Rosy Whitehead and her husband are under observation because her brother-in-law, Celestino Alcala, flew to the city on Thursday on the same flight as a 25-year-old Mexican man who was subsequently diagnosed by Hong Kong authorities as having been infected by H1N1 influenza.

The Whiteheads are among dozens of foreigners, including Mexicans, Americans and Canadians, under a strict medical quarantine nationwide for fear the deadly virus could spread to China.

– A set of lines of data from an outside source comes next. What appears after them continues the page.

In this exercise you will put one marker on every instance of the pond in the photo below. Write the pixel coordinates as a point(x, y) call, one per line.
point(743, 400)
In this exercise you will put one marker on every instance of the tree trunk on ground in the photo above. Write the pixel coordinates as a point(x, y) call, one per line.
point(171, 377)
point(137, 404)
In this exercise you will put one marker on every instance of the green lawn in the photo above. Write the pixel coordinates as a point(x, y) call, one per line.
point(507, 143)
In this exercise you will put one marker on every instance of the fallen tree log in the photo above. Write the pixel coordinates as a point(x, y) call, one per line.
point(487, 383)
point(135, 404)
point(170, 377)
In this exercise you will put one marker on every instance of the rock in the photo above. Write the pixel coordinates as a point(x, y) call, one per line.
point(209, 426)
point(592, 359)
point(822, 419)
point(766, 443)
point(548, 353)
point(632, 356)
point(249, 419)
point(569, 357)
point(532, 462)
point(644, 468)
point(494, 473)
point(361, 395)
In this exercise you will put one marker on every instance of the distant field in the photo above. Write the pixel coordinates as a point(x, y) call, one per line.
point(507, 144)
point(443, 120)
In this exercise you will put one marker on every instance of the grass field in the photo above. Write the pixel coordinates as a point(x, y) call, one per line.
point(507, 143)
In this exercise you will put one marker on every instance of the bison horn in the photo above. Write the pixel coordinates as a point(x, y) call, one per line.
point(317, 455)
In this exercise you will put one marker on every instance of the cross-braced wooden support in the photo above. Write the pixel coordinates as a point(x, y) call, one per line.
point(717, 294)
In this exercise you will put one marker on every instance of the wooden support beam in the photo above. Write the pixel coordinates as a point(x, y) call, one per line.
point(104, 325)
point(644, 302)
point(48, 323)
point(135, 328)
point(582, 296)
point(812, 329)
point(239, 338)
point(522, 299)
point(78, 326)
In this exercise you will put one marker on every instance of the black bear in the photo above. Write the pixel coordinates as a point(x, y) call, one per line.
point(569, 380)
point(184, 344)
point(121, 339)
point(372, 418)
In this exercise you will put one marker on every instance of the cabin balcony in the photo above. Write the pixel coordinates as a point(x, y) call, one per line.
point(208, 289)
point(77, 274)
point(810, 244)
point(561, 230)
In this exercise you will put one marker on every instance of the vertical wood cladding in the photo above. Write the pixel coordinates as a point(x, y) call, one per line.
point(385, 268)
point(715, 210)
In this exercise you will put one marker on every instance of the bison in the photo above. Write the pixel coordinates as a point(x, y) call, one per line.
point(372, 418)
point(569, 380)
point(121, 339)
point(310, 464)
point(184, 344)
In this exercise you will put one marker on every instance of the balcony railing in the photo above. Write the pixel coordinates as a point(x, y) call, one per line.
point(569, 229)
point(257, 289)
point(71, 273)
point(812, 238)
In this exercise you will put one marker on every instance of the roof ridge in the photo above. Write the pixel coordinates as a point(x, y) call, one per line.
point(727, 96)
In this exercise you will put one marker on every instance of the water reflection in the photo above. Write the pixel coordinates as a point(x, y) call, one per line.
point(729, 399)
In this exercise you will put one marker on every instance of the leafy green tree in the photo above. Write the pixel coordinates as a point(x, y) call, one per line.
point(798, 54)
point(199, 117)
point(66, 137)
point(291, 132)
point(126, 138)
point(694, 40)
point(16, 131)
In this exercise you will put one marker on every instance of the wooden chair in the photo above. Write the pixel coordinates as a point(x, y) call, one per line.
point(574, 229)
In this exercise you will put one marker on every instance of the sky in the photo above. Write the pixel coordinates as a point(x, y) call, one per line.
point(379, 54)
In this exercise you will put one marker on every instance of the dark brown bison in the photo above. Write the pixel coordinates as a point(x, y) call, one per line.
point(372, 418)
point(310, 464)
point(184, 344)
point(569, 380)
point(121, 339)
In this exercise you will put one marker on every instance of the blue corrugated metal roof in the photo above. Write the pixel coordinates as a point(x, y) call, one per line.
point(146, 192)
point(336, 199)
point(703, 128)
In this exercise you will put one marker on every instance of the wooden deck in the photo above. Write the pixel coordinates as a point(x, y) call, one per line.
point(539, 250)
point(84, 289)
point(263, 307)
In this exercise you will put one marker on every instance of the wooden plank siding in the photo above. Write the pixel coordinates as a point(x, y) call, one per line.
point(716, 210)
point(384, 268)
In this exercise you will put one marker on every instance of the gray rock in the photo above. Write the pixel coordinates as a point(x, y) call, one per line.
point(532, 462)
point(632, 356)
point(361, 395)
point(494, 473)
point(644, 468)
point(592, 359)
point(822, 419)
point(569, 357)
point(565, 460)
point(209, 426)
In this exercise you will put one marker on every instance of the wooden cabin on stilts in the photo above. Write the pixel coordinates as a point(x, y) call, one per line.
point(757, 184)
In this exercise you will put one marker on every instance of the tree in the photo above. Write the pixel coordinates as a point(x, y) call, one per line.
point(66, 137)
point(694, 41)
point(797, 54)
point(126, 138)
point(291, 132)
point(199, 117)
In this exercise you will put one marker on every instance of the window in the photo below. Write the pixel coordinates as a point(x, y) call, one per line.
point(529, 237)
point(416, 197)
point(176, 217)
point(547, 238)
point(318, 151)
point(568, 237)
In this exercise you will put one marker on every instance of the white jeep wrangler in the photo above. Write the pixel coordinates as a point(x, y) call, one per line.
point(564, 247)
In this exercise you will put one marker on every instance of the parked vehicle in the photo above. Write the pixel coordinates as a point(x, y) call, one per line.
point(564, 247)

As of yesterday, there was no other confirmed case in the country, nor did anyone show symptoms in major cities.

The Mexican government criticized China over the weekend for quarantining Mexican nationals and suspending flights to the Central American country to help stem the spread of the flu.

The Foreign Ministry yesterday said China's quarantine measures were in line with the Law on the Prevention and Treatment of Infectious Diseases, and the Frontier Health and Quarantine Law of China.

Gabriela Johnson, a 35-year-old Mexican housewife, thought China was working "too hard" in following the example set by Western countries five years ago during SARS.

"But during SARS, Mexico didn't cancel flights to China," she said.

Her compatriot Guillermo Garcia said he was concerned by the amount of misinformation by various governments and the media.

"I think information has sometimes been exaggerated," he said. "At first they said there were almost 200 casualties in Mexico, then, a week later, it happened to be 17, so this is kind of strange. The image of Mexico has been very damaged."

Yet the majority of European and American expats interviewed by China Daily supported the government's response to the threat of yet another potential scourge in the wake of SARS, bird flu (2004) and recent reports of hand-foot-and-mouth disease in Anhui province.